Do you own life insurance on your life or that of your spouse? If so, you could be in trouble, estate tax and probate wise, unless you take certain steps noted here. Life insurance owned individually is included in your estate for estate taxes and if paid to to the estate, could be subject to probate.
The key: Set up an irrevocable life insurance trust with your heirs as beneficiaries.
This technique works for both existing life policies as well as new policies. The problem is that if you can change beneficiaries or have other “incidents of ownership,” the full face value of the policy is included in your estate upon death. However, if it is owned by an irrevocable trust, you simply avoid this problem.

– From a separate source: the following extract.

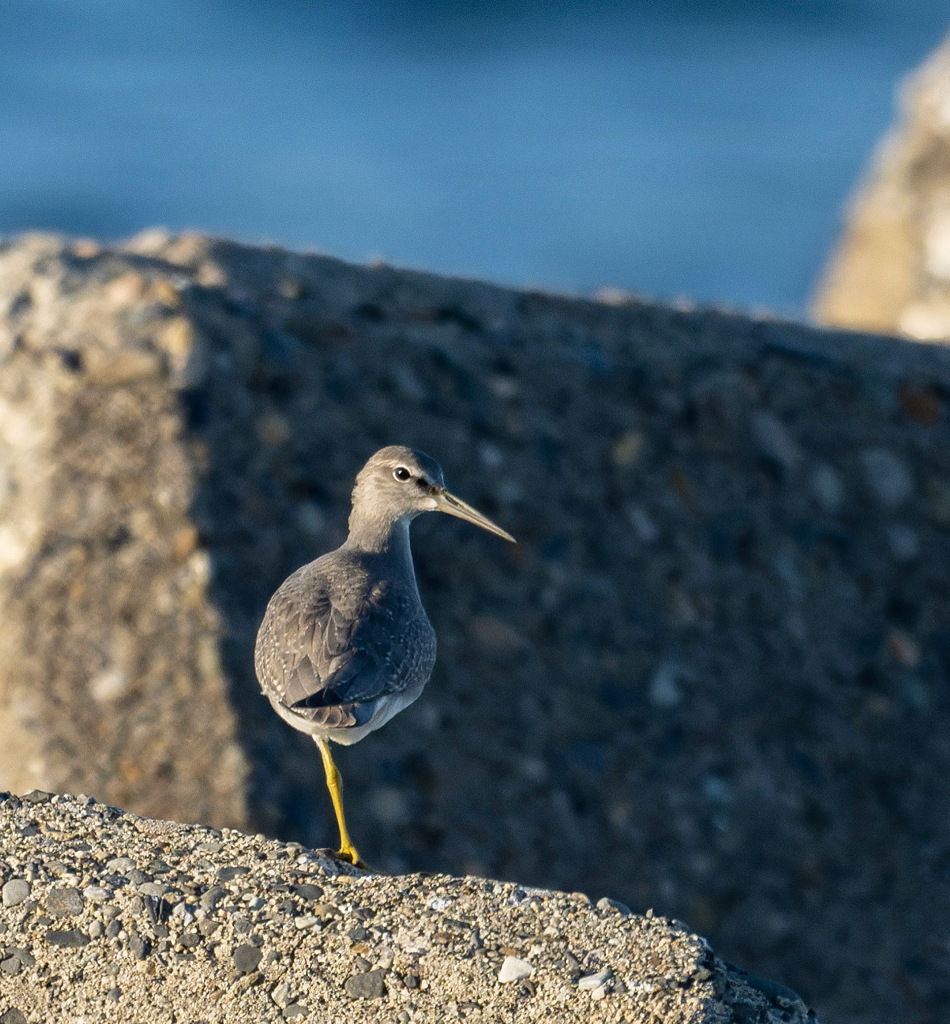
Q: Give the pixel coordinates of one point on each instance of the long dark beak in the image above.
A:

Tip: A properly structured trust could also keep the money from being dissipated by spendthrift children and their spouses or ex-spouses. Even better the insurance money could cover any other taxes including estate taxes
The trust must be irrevocable,which means that you can’t change your mind. You can’t be the trustee either,but you can appoint another relative or friend such as your brother or kids or even a bank. This gives your family control over the policy without the risks associated with direct ownership. The trust would then pay the premiums. In addition, the trust can be used as a form of asset protection against creditors and can be used to prevent spouses of your kids from getting the money if a divorce occurs.
Final word: Currently, there is a $5,000,000 exemption from estate tax that can be increased to $10,000,000 for married couples. However, this exemption is scheduled to be phased out after 2012. It is crucial , especially for wealthy folks to institute this action immediately. Don’t wait to pass go or procrastinate.